Many analysts believe that as the excess savings brought about by the "money printing" during the pandemic are depleted, consumer spending will soften. Coupled with a slowdown in housing inflation and wage growth, it is expected that the Federal Reserve's preferred inflation indicator will further decrease in the next few months of 2023.


Mitrade Analyst:


Service sector inflation remains at a high level, compounded by unfavorable base effects going forward, making the decline in PCE slow and challenging. If the Federal Reserve focuses too much on its 2% inflation target, it could potentially lead the economy into a recession. Keep an eye on the Beige Book and speeches from the voting members of the Federal Reserve this week to gauge their views on the US economy and inflation trends.

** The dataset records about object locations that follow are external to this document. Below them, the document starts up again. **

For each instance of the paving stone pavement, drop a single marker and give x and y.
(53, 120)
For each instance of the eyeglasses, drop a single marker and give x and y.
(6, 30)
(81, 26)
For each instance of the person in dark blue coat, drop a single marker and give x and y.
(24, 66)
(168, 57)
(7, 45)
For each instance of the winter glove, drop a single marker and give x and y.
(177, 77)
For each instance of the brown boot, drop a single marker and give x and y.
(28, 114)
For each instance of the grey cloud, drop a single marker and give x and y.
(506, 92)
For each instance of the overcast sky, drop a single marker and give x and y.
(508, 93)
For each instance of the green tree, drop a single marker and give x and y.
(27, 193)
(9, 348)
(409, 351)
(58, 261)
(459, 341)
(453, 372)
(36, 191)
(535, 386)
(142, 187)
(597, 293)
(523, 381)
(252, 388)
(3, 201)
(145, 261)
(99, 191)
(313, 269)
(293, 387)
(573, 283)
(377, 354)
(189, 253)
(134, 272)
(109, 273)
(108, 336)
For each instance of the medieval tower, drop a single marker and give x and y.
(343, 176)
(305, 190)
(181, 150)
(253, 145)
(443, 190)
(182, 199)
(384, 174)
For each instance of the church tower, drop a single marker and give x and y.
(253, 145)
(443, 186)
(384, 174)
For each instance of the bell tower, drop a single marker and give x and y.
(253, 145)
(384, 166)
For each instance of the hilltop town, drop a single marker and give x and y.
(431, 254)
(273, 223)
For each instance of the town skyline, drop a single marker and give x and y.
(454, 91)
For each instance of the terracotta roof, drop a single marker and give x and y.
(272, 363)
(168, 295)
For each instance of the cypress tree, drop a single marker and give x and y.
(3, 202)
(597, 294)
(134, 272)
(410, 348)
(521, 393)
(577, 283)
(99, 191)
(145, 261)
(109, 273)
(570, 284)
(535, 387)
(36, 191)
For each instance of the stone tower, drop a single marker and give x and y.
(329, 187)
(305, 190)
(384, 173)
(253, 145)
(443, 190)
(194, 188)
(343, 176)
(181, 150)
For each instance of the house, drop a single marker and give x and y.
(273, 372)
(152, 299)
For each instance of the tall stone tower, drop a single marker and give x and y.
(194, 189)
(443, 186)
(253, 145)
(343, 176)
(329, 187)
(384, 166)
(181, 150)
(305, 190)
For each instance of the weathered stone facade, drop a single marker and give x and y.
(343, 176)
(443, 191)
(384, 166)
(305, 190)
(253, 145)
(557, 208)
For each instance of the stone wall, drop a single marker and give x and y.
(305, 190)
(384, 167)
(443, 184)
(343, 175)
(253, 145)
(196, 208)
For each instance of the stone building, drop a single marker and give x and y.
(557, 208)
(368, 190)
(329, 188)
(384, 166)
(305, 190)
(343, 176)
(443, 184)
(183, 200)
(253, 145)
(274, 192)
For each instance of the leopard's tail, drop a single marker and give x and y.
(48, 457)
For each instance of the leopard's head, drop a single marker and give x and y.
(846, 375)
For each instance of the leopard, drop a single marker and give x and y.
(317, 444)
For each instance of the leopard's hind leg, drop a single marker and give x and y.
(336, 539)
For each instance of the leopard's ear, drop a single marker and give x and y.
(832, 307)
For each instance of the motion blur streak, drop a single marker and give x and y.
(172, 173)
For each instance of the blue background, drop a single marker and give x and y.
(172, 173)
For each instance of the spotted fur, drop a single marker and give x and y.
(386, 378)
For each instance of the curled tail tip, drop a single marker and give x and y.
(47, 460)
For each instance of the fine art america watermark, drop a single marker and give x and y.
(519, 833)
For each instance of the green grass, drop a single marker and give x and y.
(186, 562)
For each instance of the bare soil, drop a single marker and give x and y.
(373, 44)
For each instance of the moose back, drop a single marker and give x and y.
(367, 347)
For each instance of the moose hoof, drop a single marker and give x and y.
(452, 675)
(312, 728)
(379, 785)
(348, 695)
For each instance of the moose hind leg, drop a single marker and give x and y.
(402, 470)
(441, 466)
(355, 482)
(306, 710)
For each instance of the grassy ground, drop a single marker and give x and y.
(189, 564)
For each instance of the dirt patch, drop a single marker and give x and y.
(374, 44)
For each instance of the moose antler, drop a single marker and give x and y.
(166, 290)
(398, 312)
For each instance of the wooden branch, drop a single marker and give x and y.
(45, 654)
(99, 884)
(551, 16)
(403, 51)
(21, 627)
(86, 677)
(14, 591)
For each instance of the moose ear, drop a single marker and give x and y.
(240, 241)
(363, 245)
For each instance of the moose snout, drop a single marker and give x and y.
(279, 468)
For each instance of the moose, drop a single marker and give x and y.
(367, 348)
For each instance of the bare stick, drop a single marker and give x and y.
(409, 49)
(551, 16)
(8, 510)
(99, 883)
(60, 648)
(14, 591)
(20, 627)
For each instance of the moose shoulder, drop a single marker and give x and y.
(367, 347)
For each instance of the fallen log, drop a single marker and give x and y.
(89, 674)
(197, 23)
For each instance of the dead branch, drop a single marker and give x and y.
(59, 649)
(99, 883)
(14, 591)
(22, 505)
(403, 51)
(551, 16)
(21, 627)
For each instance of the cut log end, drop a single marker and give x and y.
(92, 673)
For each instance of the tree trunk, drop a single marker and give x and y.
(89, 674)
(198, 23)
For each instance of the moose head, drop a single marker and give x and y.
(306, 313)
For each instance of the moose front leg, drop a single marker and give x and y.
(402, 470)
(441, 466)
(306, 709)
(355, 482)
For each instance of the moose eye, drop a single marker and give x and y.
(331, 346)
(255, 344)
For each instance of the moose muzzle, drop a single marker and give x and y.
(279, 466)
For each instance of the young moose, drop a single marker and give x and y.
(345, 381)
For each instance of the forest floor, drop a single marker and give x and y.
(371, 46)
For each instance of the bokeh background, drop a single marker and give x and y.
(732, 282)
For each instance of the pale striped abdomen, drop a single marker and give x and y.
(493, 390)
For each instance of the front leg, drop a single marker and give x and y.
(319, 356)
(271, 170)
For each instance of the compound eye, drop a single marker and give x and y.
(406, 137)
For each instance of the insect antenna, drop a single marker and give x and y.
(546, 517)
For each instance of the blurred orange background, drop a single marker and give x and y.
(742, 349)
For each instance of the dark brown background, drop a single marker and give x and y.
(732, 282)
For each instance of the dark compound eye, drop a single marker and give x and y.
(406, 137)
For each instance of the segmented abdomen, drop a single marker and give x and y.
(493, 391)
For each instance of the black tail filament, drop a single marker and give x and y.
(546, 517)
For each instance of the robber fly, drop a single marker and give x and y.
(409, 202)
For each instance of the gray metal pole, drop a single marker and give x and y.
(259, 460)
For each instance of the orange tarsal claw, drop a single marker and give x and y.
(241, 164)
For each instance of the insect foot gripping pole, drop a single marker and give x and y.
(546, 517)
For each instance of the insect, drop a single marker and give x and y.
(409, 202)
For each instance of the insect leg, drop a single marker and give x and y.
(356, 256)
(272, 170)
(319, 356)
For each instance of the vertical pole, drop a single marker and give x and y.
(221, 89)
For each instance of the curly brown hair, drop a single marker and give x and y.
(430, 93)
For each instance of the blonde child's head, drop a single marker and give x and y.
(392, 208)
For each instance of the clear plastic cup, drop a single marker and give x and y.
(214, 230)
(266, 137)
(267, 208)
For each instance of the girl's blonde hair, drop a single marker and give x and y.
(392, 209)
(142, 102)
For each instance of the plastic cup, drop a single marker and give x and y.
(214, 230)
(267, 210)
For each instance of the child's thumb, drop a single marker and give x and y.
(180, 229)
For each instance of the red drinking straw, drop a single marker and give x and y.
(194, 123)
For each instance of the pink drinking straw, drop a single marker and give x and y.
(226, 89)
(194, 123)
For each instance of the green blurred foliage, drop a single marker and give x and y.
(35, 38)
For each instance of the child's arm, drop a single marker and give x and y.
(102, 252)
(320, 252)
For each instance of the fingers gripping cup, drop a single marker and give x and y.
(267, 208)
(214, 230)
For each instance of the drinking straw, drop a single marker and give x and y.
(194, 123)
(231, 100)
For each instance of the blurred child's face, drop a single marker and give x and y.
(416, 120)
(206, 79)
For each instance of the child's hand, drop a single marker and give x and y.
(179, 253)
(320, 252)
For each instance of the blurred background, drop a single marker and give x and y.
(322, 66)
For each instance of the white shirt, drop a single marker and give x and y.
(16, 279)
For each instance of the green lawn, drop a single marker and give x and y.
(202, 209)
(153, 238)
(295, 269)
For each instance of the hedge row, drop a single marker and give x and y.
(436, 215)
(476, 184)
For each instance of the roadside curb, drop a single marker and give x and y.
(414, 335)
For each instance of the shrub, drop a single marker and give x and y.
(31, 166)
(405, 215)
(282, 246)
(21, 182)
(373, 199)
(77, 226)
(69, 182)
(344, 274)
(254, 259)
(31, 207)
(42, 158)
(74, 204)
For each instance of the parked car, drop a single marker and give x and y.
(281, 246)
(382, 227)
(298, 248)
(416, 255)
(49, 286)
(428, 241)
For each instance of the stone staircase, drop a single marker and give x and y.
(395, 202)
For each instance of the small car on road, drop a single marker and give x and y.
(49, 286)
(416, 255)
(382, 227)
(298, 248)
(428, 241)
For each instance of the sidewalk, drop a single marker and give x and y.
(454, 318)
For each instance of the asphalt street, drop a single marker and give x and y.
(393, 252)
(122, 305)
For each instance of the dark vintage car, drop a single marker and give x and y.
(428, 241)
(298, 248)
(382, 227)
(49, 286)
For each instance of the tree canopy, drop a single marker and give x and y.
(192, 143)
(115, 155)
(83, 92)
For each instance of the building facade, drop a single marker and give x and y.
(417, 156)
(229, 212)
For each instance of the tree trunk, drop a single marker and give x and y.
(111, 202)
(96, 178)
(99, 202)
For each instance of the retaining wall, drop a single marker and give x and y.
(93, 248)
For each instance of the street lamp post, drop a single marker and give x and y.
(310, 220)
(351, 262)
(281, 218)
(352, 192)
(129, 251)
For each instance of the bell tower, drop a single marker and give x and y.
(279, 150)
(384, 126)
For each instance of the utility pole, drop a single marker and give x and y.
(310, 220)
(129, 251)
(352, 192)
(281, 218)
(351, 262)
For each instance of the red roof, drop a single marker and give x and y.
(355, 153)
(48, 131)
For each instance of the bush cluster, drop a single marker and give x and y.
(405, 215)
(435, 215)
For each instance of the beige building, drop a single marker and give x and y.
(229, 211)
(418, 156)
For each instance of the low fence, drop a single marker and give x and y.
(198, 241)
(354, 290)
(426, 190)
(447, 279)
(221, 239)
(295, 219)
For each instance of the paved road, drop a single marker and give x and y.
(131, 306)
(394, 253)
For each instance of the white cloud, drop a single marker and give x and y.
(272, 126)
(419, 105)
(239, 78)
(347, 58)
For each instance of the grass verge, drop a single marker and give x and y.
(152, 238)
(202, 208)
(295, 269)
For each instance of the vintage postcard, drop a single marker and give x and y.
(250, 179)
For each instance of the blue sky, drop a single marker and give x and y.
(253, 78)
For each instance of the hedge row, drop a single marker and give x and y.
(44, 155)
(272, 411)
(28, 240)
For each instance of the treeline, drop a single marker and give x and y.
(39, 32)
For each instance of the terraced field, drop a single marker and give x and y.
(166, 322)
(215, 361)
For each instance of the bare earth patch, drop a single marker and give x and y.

3.Market sentiment improves, can the September curse of decline be broken?

Last week's release of the PCE and non-farm payroll data has led to a widespread expectation in the market that the Federal Reserve will abandon rate hikes within the year, resulting in a noticeable increase in optimism.


According to Stephen Suttmeier, a technical analyst at Bank of America, based on the current "golden girl" scenario of the US economy (i.e., robust economic growth accompanied by weakening inflation and interest rates), the stock market is expected to hit a historic high by the end of this year. He stated, "When the stock market rises by 10%-20% in September, 65% of the time in that month has positive returns... For September 2023 and the remaining time this year, the stock market will demonstrate a bullish trend."


However, many analysts still harbor concerns about the traditional September curse in the US stock market. Over the past 10 years, the Nasdaq 100 index has experienced an average decline of 0.6% in September, making it the only month with negative performance throughout the year.



Mitrade Analyst:


The current long-term US Treasury bond yield remains high, which continues to exert certain pressure on the valuation of technology stocks. Based on historical experience, if the US stock market declines in September, there is a strong likelihood of an upward trend in the index in the fourth quarter. Conversely, if the market continues to rise in September, it will squeeze the upward potential in the fourth quarter, increasing the risk of a correction in the US stock market.


* The content presented above, whether from a third party or not, is considered as general advice only.  This article should not be construed as containing investment advice, investment recommendations, an offer of or solicitation for any transactions in financial instruments.